Plenty of books have covered the Kabbalah, but choose psychologist/healer Catherine Shainberg's Kabbalah And The Power Of Dreaming: Awakening The Visionary Life if what you seek is a practical application of Kabbalah principles to daily spiritual purposes. There are practices used by seers, sages and prophets to control dreams and visions: Shainberg uses the ancient Sephardic Kabbalah tradition to blend in stories from around the Mediterranean, to be used as examples for readers seeking to develop their own dreaming powers. A fine, specific exploration based on solid spiritual foundations.
Kabbalah and the Power of Dreaming is a magnificent guide to putting soul back in the body and walking a path with heart. Catherine Shainberg is a profound spiritual teacher who reminds us that dreaming is not only about what we do when we sleep but about waking up to a deeper life, remembering and navigating from our sacred purpose, tapping into Source energy - including the images that speak to the body and can make it well - and being present at the place of creation. Her book contains a panoply of practical exercises for transforming fear and anger into heart-centered energy, liberating ourselves from the rule of habit and healing the wound between Earth and Sky.
Extemporizing on a common dream image, she incites us to stop being "passengers" on the train of life and instead become "switchmen" - which means catching ourselves every time we start giving our energy to a pattern or emotion, monitoring where the train is going, throwing the switch to take ourselves off the track of repetitive behavior or a negative emotion, and steering consciously toward a desirable destination.
She knows that dreaming is a discipline, one of the most vital and powerful that our kind possess. "True dreaming calls for rigorous training", to take us beyond the snares of illusion and protection. When we grasp that "imagination affects the physical, and vice-versa" and that "the mind exteriorizes itself" and turn these insights into daily practice, we can consciously dream and re-vision the reality that takes form around us.

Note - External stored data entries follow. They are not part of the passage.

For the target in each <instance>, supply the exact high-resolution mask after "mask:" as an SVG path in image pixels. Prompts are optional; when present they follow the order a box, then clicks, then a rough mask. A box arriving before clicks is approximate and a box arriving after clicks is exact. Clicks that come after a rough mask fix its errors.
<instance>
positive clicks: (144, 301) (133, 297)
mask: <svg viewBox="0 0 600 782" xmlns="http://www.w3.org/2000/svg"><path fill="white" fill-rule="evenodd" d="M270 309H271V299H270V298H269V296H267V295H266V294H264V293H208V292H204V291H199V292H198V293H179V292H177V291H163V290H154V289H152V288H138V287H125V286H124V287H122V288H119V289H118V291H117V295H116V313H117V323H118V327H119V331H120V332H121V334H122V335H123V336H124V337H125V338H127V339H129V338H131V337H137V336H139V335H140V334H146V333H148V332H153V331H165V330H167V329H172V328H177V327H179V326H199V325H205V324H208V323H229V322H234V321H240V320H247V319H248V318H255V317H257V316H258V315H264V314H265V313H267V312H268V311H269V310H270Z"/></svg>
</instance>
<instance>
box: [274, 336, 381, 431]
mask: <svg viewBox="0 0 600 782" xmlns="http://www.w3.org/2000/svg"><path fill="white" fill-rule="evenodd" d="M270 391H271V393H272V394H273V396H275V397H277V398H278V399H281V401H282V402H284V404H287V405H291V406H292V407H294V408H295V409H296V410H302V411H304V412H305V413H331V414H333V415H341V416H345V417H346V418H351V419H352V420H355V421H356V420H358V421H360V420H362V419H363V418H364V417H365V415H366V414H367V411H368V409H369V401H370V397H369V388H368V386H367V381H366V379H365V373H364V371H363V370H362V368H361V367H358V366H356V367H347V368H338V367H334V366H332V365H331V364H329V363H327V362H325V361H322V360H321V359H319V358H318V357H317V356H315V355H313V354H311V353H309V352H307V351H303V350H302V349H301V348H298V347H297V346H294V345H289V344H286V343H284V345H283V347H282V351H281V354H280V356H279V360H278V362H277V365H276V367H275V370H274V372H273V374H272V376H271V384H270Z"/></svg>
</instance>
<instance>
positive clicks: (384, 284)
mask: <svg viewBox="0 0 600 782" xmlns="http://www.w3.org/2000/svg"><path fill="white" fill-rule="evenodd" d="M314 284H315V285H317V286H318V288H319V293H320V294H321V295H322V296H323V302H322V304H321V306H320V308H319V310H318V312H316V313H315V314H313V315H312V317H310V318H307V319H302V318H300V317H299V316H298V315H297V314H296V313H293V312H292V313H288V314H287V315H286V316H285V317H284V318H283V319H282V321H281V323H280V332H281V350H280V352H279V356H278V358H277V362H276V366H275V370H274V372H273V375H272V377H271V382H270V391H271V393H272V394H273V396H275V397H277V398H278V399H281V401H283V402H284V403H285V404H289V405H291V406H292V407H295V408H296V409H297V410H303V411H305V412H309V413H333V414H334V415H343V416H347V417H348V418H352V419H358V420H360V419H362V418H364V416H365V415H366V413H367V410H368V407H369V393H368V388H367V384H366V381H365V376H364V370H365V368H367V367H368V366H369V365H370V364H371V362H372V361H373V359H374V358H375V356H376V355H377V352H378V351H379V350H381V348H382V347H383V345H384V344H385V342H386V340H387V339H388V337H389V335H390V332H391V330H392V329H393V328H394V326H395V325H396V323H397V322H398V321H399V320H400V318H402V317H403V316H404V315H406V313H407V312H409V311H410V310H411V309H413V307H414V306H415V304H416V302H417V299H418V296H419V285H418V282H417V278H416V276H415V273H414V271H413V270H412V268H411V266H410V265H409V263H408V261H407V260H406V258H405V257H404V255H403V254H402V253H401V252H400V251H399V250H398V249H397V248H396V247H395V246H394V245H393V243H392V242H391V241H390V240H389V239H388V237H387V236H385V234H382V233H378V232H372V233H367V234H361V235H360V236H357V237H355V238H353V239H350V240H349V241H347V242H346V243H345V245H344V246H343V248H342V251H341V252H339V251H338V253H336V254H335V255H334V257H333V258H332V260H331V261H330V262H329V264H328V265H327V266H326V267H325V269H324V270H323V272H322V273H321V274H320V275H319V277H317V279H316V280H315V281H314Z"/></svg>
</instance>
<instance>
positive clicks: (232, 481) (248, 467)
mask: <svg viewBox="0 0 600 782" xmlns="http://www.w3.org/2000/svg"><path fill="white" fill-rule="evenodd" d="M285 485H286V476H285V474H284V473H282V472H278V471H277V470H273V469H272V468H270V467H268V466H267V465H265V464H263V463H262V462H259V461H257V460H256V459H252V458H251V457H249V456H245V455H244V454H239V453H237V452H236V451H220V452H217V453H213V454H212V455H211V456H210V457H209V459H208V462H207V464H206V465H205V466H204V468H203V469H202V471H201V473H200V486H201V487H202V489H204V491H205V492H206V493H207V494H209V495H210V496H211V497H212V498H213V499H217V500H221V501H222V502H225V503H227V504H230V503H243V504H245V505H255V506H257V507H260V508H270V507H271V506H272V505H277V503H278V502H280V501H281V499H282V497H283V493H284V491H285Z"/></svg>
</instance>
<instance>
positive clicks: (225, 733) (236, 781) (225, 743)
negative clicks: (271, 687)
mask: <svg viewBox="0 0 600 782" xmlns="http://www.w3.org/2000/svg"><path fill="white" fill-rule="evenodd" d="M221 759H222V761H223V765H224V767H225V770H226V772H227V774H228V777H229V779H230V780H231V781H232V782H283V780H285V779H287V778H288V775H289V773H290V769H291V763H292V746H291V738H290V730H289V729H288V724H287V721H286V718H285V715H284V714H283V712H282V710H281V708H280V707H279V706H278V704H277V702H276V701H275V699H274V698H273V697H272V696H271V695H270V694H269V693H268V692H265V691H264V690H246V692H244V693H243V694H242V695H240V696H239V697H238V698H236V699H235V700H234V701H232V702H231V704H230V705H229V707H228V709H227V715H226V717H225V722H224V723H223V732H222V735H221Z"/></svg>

Catherine Shainberg was drawn to Kabbalah by a chain of dreams and synchronicities that led her to study for many years in Jerusalem with Colette Albouker-Muscat, an extraordinary personality who was a leader of the French Resistance in Algiers in World War II and a lineal descendant of both Isaac the Blind (a medieval kabbalist in Provence) and Dona Gracia Mendoza (one of the leading Jewish women of the Renaissance). Though people sometimes think of Kabbalah as a bookish approach, heavy on numerology and difficult texts, Colette Albouker's fundamental teaching was that the Book of Books is within us, and is to be accessed through images, after we have cleansed the windows of perception, and anchored in the wisdom of the body.